Of London Dreams

I have this friend who spent a couple of years in London when she was at the university. A little less than 10 years later, she still reminisces about her years there. According to her, it was the best time of her life. Given a chance, I am sure she would gladly hop on a plane and go back for good. She has her London dreams – as many other people do, I am sure.

And speaking of London dreams, there is actually a movie titled the same. London Dreams is directed by renowned director Vipul Shah. Movie enthusiasts – especially those who have a particular affinity for Bollywood creations – would recognise this name as being behind the big hit Singh is Kinng. This movie is making history as it also launches a treaty between Bollywood and the British movie industry. The treaty will allow Indian film makers easy access to British resources if they wish to collaborate with British film makers. Though it may be an arguable point, many consider Bollywood and the British film industry to be only second to Hollywood.

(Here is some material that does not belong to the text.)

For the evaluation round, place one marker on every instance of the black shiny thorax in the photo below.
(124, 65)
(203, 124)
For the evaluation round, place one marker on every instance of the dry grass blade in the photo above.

More on the treaty from NDTVMovies:

The British government’s department of culture said that without the treaty, co-productions would have to pass a “UK cultural test” to qualify for tax relief, adding: “Most would be unlikely to, particularly if they were in a non-Council of Europe language like Hindi or Tamil.”

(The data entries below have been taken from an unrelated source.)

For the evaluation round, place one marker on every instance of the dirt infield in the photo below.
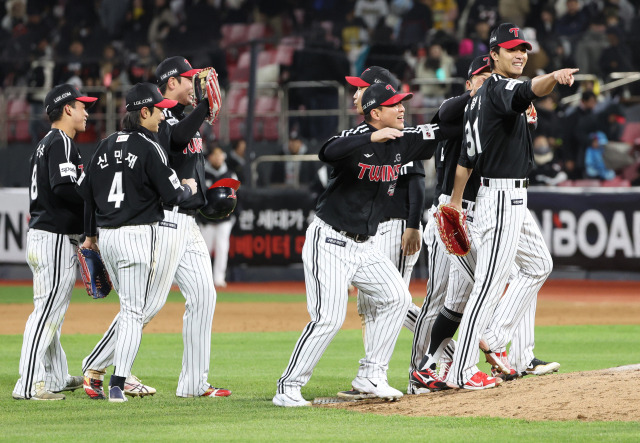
(605, 395)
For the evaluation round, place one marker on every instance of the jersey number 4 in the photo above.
(472, 138)
(115, 193)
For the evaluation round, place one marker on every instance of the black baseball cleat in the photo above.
(427, 378)
(540, 367)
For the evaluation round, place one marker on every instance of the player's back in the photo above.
(122, 182)
(55, 161)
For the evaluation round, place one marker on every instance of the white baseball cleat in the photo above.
(376, 386)
(291, 399)
(133, 387)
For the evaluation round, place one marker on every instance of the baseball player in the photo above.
(216, 233)
(124, 182)
(448, 286)
(339, 247)
(55, 226)
(399, 232)
(498, 146)
(186, 256)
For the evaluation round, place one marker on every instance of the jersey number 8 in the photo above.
(472, 138)
(115, 193)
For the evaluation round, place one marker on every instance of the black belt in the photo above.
(518, 182)
(358, 238)
(180, 209)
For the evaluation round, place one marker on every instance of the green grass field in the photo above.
(250, 363)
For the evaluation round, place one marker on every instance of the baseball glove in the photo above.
(94, 274)
(206, 87)
(452, 227)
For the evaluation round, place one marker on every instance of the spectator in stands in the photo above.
(547, 171)
(415, 24)
(236, 160)
(590, 47)
(594, 157)
(293, 173)
(574, 22)
(616, 57)
(577, 125)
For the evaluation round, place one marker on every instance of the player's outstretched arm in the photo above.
(544, 84)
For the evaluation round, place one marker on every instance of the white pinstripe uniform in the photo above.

“The treaty allows co-produced films to bypass this test. This means they are granted national status in both countries. And this means they can gain access to the new Britain tax relief – one of the most generous and competitive tax reliefs in the world,” a department spokesman said.

The treaty is also expected to support a range of spin-off businesses, including British-Indian suppliers, which support filmmakers with anything from costumes to caterers, British-Indian owned cinemas which are likely to show the films and the British tourist industry.

Follet pointed to the economic value of the treaty as Britain faces a recession, saying: “The wider your base, in an economically difficult time, the more resilient you’ll be.”

This will certainly revolutionise the Indian film industry and help them reach a broader audience than they have now. It is something to look forward to in the coming years, isn’t it?